Tidak sedikit pendeta akhir zaman ini tersesat dan terjebak dalam kubangan tersebut. Mereka tidak tahu dan tidak menemukan jalan untuk bertemu dengan Tuhan. Biasanya, hal ini juga dipicu oleh karakter dosa dalam diri mereka, yaitu ambisi menjadi orang yang terhormat dan tersanjung (melebihi pendeta lain) melalui kesaksian pengalamannya dengan “allah” yang dikarangnya sendiri. Dengan cara ini, Iblis menjatuhkan “hamba-hamba Tuhan.” Kalau seorang “hamba Tuhan” dapat disesatkan, jemaat pun ikut menjadi sesat.

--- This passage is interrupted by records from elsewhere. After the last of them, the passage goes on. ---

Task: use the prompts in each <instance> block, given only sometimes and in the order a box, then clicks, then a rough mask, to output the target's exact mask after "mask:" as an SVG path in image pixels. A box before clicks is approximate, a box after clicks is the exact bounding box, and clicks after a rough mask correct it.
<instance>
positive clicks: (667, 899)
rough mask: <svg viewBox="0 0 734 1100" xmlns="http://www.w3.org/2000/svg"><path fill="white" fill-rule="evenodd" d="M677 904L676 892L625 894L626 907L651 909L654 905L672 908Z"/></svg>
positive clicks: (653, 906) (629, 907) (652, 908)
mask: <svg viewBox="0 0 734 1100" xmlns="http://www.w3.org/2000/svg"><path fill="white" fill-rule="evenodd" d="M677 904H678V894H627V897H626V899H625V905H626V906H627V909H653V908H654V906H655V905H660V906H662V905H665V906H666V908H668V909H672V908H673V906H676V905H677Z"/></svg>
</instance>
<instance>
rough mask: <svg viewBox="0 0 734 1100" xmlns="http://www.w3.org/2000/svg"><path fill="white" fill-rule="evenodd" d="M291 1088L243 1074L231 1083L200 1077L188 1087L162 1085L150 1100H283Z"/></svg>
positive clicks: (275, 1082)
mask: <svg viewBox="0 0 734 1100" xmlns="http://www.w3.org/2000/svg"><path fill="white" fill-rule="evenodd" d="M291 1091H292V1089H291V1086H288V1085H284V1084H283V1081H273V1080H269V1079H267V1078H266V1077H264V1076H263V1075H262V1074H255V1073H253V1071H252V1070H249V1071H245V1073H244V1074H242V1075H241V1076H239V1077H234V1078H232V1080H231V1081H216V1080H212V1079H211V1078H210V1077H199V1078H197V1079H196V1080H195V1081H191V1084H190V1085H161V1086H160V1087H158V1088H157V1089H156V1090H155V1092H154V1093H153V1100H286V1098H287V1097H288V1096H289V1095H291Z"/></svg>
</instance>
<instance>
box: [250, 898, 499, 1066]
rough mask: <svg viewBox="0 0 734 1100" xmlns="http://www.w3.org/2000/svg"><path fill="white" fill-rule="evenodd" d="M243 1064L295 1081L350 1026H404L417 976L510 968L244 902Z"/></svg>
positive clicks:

Sebenarnya, melalui pembaharuan pikiran dengan sarana kebenaran Firman Allah yang murni, cita rasa jiwa seseorang menjadi sama dengan cita rasa Tuhan. Dengan cita rasa yang sama ini, seseorang bisa bersekutu dengan Tuhan. Ia tidak akan tertarik terhadap keindahan dunia. Tentu saja dengan keadaan ini, Iblis tidak bisa menjeratnya. Iblis tidak menemukan pangkalan dalam pikirannya untuk menguasainya. Memiliki selera yang sama dengan Allah Bapa berarti memenuhi yang dikehendaki oleh Tuhan Yesus, yaitu sempurna seperti Bapa (Mat. 5:48). Dengan hal ini, maka seseorang dapat mengerti bahasa Tuhan. Hal ini sama dengan memiliki kecerdasan seperti Bapa; kecerdasan intelektual, kecerdasan emosi, dan kecerdasan rohani, yaitu memahami apa yang dikehendaki oleh Allah Bapa. Goal ini tidak boleh digantikan dengan yang lain. Penyimpangan dari tujuan ini berarti penyesatan dan kesalahan yang tidak bisa ditolerir.